Lee Weinblatt, PTG’s Founder and CEO, was recently featured in the September issue of Online MR Magazine. In the article shared below, Lee provides his thoughts on the importance of real-world research preceding virtual research.
Let’s Be Real. It Could Triple Your Predictive Validity.
Virtual Research. Simulated Research. Conceptual Research. Whatever you prefer to call it, the genre is likely being used to accomplish a variety of critical business objectives at your organization. Consumer Insights teams across industries have come to rely on virtual research for everything from simulating product shelves and packaging to POP displays. Don’t get me wrong, there’s a lot to appreciate about virtual research.
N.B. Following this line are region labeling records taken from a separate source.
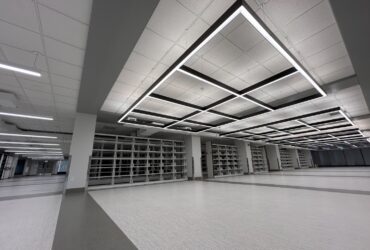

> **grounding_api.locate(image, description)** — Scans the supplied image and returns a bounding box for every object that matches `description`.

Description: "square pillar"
[265,145,282,171]
[66,113,97,191]
[185,135,202,179]
[235,141,253,174]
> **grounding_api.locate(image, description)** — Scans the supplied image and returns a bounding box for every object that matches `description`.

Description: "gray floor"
[90,168,370,250]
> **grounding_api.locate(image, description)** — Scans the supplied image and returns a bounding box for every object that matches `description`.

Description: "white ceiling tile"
[203,39,242,67]
[1,45,47,71]
[306,42,347,68]
[178,0,213,14]
[147,0,195,41]
[38,0,92,24]
[224,54,257,76]
[282,1,335,43]
[45,37,85,67]
[161,45,185,66]
[53,86,79,99]
[48,58,82,80]
[51,74,80,91]
[201,0,234,24]
[124,52,156,75]
[294,24,342,57]
[227,18,264,51]
[54,95,77,104]
[39,6,88,49]
[263,0,322,25]
[0,0,39,32]
[19,79,51,93]
[134,29,173,61]
[240,66,272,84]
[177,18,209,48]
[0,21,43,52]
[263,54,292,74]
[248,40,279,63]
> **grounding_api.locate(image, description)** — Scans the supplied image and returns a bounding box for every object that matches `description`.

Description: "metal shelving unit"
[88,134,186,186]
[212,144,243,177]
[298,149,312,168]
[251,145,268,173]
[279,148,294,169]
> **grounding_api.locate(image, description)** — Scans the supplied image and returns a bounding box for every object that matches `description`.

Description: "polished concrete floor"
[90,168,370,250]
[0,168,370,250]
[0,176,65,250]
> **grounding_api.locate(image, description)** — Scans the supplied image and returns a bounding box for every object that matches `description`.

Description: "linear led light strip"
[0,133,58,139]
[118,8,240,122]
[118,1,326,122]
[0,141,60,146]
[244,71,300,94]
[0,146,61,150]
[0,63,41,77]
[177,69,274,111]
[241,6,326,96]
[5,150,63,154]
[0,112,54,121]
[295,120,320,131]
[149,96,238,122]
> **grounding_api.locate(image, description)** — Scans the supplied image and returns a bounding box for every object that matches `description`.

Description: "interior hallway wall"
[312,148,370,167]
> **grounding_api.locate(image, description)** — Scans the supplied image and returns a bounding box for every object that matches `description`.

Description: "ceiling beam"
[330,0,370,108]
[77,0,159,114]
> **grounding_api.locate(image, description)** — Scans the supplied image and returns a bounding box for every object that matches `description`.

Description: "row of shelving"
[88,134,186,186]
[212,144,243,177]
[251,145,268,172]
[279,148,294,169]
[298,150,311,168]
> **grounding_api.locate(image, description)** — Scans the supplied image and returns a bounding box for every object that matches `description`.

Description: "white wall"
[67,113,96,189]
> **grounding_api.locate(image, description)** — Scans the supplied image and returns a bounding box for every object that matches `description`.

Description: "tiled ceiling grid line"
[119,1,325,138]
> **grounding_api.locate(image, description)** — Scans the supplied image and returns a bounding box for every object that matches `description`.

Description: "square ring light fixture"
[118,0,366,149]
[118,0,326,123]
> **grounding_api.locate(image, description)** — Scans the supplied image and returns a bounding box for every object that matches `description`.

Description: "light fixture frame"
[118,0,326,123]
Virtual is quicker, less expensive and incredibly flexible when a real-world research option is simply not feasible.
But now to the bad news.
An alarming amount of the virtual research that’s being conducted today is irrelevant because, sadly, it’s founded upon critical issues that could have (read: should have) been identified had real-world research preceded it. Let me share some examples.
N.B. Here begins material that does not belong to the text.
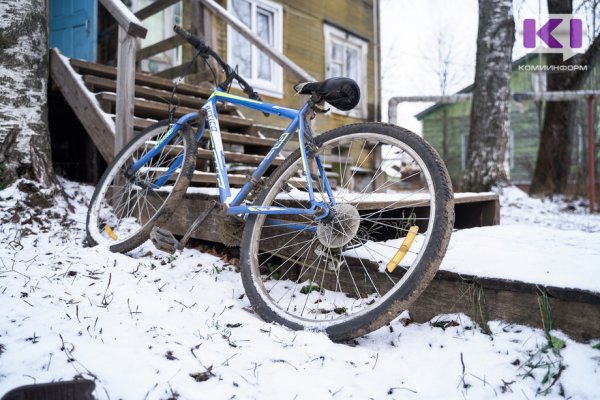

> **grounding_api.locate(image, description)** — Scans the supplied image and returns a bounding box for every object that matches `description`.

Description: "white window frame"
[227,0,283,99]
[130,0,183,73]
[323,23,369,118]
PTG recently completed a study where customers of a QSR were asked to experience the drive-thru window while wearing our inconspicuous truVu audio and video recording eyeglasses. Additionally, PTG installed micro cameras that captured consumer engagement and involvement with the drive-thru promotional signage and virtual menu boards. Surprisingly, what the client learned as a result of this real-world research was the drive-thru signage that they were looking to optimize was actually being obstructed and never visible to the customers in the first place.
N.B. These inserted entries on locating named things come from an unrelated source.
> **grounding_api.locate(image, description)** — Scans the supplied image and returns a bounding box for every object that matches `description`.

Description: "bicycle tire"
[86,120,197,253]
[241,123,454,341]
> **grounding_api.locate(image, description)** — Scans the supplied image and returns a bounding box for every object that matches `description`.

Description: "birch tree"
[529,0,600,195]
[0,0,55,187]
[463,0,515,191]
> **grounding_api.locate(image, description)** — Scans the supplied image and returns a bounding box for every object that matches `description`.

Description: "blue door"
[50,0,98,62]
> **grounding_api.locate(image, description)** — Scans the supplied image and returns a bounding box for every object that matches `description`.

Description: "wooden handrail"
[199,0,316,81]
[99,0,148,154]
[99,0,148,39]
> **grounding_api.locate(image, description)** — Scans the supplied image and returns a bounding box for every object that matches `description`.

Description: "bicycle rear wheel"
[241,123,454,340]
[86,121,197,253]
By simply moving the placement of the communications, the signage was no longer blocked and the client could now move forward with their intended research goals. In the event this communications research was conducted virtually, sure, the client would have garnered consumer feedback on the signage, however, the enhancements wouldn’t have had a positive effect on sales because they weren’t being seen.
We have identified similar cautionary tales as they relate to in-restaurant signage as well. For example, changing the angle of a display board or moving a ceiling drop to another location in a restaurant dining room can make the world of difference when it comes to visibility.
Real-world customer research has also provided invaluable insights when it comes to consumer behavior. For example, we have found that dynamic digital LED menu boards actually change ordering habits which is key information that fast food chains can capitalize on.
Real-world research has also played a pivotal role when it comes to in-store marketing. Our research has identified that how shoppers actually approach shelves, and related store displays, plays a huge role in creating effective signage and product guides. Do customers approach your products from the side? Do they bend down to look at items on the lower shelves? Do they engage with your promotions? A proper understanding of these real-world shopping behaviors has a major influence on how products ultimately move off shelf.
Without a doubt, there’s a place for virtual research – as long as you make sure you go into it knowing that what you’re about to invest in is based in real-world facts versus fiction.